Tech doesn't create the asymmetry around who gets to be a beginner. It inherits it—from childhood scripts written long before anyone entered the industry.
This post is a response to Not Everyone Gets to Be a Beginner in Tech—one of the most honest pieces I've read in this space in a while. It unlocked something I've been turning over for years: this pattern didn't start in tech.
The article is right. But the root cause is upstream.
Tech doesn't create the asymmetry around who gets to make mistakes, ask questions, and learn in public. It inherits it—from scripts written long before anyone entered the industry.

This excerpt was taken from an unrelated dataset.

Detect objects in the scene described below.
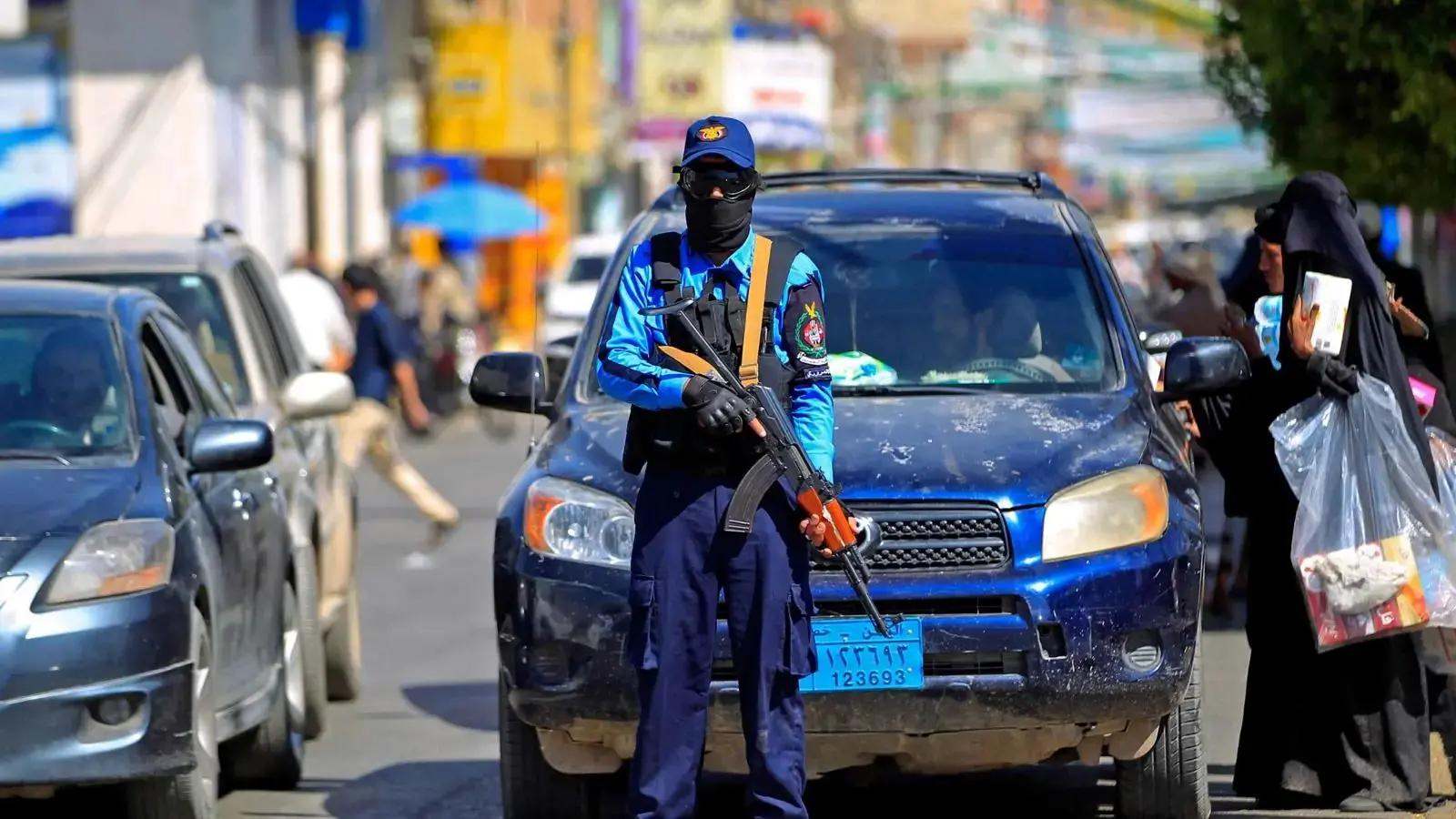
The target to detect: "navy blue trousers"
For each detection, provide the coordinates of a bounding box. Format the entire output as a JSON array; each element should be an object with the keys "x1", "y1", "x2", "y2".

The Pattern Starts at Home
Parents are the first gatekeepers of permission. Before school, before peers, before industry norms, children learn:
- Who is allowed to make mistakes without punishment
- Whose curiosity is welcomed versus treated as inconvenience
- Who must arrive polished to be safe
- Who gets interpreted with generosity versus suspicion
Those early scripts become the operating system people carry into every domain. Tech just exposes the pattern more brutally—because the industry pretends to be meritocratic while running on unspoken social heuristics.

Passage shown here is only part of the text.